KUNR Today: Several regional agencies host public trainings on wildfire evacuation, preparation
Read or listen to news headlines for Thursday, June 2, 2022.
Several regional agencies host public trainings for wildfire evacuation, preparation
By Gustavo Sagrero
Several agencies across Northern Nevada are planning two public training sessions for residents on wildfire preparation and evacuation. The partnering organizations include firefighting and law enforcement agencies, along with the University of Nevada, Reno’s Living with Fire program.
On June 7, there will be an event for residents of Douglas County’s Topaz Ranch Estates at the Topaz Ranch Estates Community Center. On June 16, there will be a session for Elko County’s Spring Creek community at Spring Creek High School. Both events will discuss how to respond to evacuations in those areas. Organizers will also provide general guidance for community members living in other areas.
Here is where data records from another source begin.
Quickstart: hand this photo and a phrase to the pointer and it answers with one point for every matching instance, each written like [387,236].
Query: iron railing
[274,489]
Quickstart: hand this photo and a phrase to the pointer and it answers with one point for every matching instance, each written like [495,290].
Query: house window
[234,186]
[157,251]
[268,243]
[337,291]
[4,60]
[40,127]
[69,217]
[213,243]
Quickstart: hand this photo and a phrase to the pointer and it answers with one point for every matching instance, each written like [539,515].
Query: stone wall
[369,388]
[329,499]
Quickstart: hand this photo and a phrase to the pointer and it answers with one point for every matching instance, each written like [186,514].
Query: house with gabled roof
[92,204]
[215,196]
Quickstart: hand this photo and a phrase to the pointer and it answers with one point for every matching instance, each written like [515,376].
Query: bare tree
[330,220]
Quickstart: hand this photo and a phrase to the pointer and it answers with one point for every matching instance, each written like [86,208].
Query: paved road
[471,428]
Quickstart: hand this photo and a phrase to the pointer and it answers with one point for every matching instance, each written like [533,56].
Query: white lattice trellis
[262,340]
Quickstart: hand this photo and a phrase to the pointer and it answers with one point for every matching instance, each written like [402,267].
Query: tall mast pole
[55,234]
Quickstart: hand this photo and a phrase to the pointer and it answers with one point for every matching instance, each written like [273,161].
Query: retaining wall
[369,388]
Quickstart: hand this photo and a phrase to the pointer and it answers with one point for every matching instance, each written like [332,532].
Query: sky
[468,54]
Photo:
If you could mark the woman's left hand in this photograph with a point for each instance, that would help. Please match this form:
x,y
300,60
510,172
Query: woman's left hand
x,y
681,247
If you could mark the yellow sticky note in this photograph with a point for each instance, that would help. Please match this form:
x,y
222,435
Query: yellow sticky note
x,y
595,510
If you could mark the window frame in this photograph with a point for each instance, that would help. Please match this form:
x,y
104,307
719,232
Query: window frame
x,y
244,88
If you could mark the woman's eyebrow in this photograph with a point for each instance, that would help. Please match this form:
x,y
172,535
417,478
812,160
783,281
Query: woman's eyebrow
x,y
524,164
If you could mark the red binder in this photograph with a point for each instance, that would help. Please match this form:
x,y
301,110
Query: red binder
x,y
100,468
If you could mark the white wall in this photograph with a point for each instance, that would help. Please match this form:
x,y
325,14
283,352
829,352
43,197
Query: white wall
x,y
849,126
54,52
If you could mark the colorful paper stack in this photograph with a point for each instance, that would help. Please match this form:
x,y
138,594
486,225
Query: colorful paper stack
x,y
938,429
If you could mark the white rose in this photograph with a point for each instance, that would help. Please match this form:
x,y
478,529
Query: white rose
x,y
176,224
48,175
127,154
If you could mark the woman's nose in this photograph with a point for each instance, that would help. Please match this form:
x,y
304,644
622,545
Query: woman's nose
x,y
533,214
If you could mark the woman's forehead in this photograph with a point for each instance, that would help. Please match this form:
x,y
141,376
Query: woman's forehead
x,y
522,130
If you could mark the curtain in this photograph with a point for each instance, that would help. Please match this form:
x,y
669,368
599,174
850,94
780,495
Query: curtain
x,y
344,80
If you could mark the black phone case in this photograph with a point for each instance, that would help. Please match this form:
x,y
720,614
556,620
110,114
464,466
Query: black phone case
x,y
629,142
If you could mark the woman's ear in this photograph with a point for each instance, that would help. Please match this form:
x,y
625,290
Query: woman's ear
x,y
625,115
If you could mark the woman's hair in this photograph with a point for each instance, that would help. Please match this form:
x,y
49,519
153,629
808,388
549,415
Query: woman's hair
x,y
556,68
Secretary of the Interior Deb Haaland visited the Mountain West this week and announced plans to support clean energy projects. Climate change poses an existential threat to our environment, health and economic wellbeing, according to the secretary.
In Las Vegas, Haaland announced two new developments to foster renewable energy efforts. The first is a new policy to reduce by 50% rent and fees charged for wind and solar projects on public lands for existing and new projects.
“It will incentivize industry to partner in responsible solar and wind development and help encourage and inspire to invest and compete in the clean energy economy,” Haaland said.
A second development is the creation of five new Renewable Energy Coordination offices to handle the increasing number of applications by wind, solar and geothermal developers through the Bureau of Land Management.
The coordination offices include a national office at BLM’s headquarters, within state offices in Arizona, California and Nevada, as well as a regional office in Utah.
Western Nevada Development District appoints new executive director
By Shelby Herbert
The Western Nevada Development District announced a new executive director named Christine Brandon. Brandon holds a bachelor’s degree in geological engineering and has worked for the U.S. Army Corps of Engineers, where she presided over the environmental cleanup of hazardous waste sites.
The development district is a multi-county planning organization that facilitates economic development. The organization encompasses the cities of Reno, Fallon, Fernley, Carson City and Winnemucca. It also includes the Pyramid Lake Paiute Tribe and the University of Nevada Center for Economic Development.
Brandon said that her goals for her tenure include supporting programming focused on improving infrastructure, attracting new businesses, and promoting economic resilience and vitality.
California details racist past in slave reparations report
By The Associated Press
The reparations movement has hit a watershed moment with the release of an exhaustive report detailing California’s role in perpetuating discrimination against African Americans. Wednesday’s report is a major step toward educating the public and setting the stage for an official government apology and case for financial reparations.
The 500-page document lays out the harm suffered by descendants of enslaved people long after slavery was abolished in the 19th century. Gov. Gavin Newsom signed legislation creating the two-year task force in 2020, making California the only state to move ahead with a study and plan. California is home to the fifth-largest Black population in the U.S.
This spring, 145 wild horses died of an equine flu at a holding facility in the Mountain West, and a review has found multiple violations of federal policy.
The review found the Bureau of Land Management failed to vaccinate horses in a timely manner at its facility in Cañon City, Colorado. Many hadn’t been vaccinated at all, despite being there since last summer. The report, compiled by BLM officials, says the facility was significantly understaffed.
Scott Wilson of the American Wild Horse Campaign said the deaths should not be viewed as an isolated incident.
“You can’t keep piling wild horses into a broken system,” Wilson said. “Clearly, they’re safer in the wild. The BLM report kind of adds up – in my assessment – to overcrowding an inadequate system.”
The agency plans to release another report soon to further explain why some horses were not vaccinated. The BLM holds roughly 58,000 wild horses across the west. About 64,000 are roaming free – more than half in Nevada.